Closed minzak closed 5 years ago
I'm having the same issue with AMD gpus on Win10. Since the fork: After some time, the miner is either crashing completely, or it stops working on some gpus but not others. I have to restart the rig completely to fix as just restarting the miner does not revive the affected gpus.
Its the first time I'm having a major stability issue with xmr-stak.
Is the new algo more intensive on gpu or memory? Should we revisit voltage and/or fan settings?
Is the new algo more intensive on gpu or memory?
God question! but i have 4Gb and 8Gb cards.
Should we revisit voltage and/or fan settings?

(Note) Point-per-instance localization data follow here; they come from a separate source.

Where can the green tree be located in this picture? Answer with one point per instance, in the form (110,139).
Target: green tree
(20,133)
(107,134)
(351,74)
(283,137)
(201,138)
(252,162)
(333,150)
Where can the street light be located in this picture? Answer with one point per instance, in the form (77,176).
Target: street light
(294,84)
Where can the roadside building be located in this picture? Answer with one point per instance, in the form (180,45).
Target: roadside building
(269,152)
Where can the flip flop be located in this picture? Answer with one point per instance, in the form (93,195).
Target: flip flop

I use stable voltage - rig never hung. ExecStartPre=-/opt/ohgodatool -i 2 --set-max-power 90 --set-fanspeed 55 --core-state 7 --mem-state 2 --volt-state 11 --core-clock 1430 --mem-clock 2070
Also same behaviour on other miner - https://github.com/xmrig/xmrig-amd/issues/235
Maybe related to #2298 which has not been merged into dev
yet (but you could try building from that branch specifically checked out)
Yes that says Vega however it wouldn't be the first time some stuff was weird on RX also versus various drivers
could also be driver generally, the CN-R algo uses compilation on the fly so it's sort of like the initial compile except it also has to compile a small module occasionally to randomize part of the code itself. This likely added more driver mismatch sort of issues so the old tried and true for static algos like v7/v8 may no longer be best due to the new feature being used.

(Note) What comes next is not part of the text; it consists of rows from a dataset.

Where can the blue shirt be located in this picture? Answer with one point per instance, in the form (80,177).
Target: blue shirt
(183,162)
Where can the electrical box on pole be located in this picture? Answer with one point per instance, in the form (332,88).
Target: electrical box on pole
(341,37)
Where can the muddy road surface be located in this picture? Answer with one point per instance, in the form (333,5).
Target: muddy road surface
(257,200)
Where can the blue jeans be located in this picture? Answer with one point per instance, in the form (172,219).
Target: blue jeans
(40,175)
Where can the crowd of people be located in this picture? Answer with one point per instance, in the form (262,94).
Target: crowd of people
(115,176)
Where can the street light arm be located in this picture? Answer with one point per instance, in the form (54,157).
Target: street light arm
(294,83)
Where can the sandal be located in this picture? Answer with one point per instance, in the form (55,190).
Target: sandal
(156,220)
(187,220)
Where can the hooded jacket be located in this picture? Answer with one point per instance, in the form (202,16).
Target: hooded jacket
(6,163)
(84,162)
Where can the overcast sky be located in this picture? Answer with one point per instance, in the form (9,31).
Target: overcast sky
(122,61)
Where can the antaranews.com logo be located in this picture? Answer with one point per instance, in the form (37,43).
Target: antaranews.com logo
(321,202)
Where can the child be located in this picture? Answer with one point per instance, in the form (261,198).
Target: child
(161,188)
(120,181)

check some of the other recent issues around AMD as I know there were issues and some people found new drivers and you may be able to get specific versions to try from there
Maybe related to #2298 which has not been merged into
dev
Hm, i use Linux Debian 4.17 kernel with 17.40 AMD driver Your fix https://github.com/fireice-uk/xmr-stak/pull/2298/commits/a4b8ee4d7281cbb80eec8b1f72c12ec855e2424e only for Windows? I think it not helps for me. I'm also try use dev branch - same poor result.

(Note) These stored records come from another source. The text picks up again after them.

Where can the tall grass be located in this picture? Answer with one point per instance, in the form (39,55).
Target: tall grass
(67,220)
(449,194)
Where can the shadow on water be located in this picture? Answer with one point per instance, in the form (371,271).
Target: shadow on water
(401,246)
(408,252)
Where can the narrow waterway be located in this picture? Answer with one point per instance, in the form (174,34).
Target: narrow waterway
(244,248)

could you please check if the consumed ram by stak increases over the time. It could be an issue with the jit compile of the cryptonight_r kernel. I will review this part again if I can see any memory leaks.
please post your amd.txt and reduce the intensity until you get hash rates in the 10sec average.
could you please check if the consumed ram by stak increases over the time.
How to do it? to helps see it. in htop, free - all is stable.
I also try set "affine_to_cpu" : 0, and not use CPU thread 0. - hot helps. Also i try with №4 cpu thread (0-3 works on miner, 4 - free)
And i think i can reduce almost to 32-128 - i think it is enough to get 50h per thread. For Avg result time near 10 sec my Difficulty is 10000
My intensity was 984, i reduce to 400 and get new picture
root@ferma:/opt/xmr-stak# cat amd.txt
// generated by xmr-stak/2.10.0/56d2770/master/lin/amd-cpu/0
/*
* GPU configuration. You should play around with intensity and worksize as the fastest settings will vary.
* index - GPU index number usually starts from 0
* intensity - Number of parallel GPU threads (nothing to do with CPU threads)
* worksize - Number of local GPU threads (nothing to do with CPU threads)
* affine_to_cpu - This will affine the thread to a CPU. This can make a GPU miner play along nicer with a CPU miner.
* strided_index - switch memory pattern used for the scratchpad memory
* 3 = chunked memory, chunk size based on the 'worksize'
* required: intensity must be a multiple of worksize
* 2 = chunked memory, chunk size is controlled by 'mem_chunk'
* required: intensity must be a multiple of worksize
* 1 or true = use 16 byte contiguous memory per thread, the next memory block has offset of intensity blocks
* (for cryptonight_v8 and monero it is equal to strided_index = 0)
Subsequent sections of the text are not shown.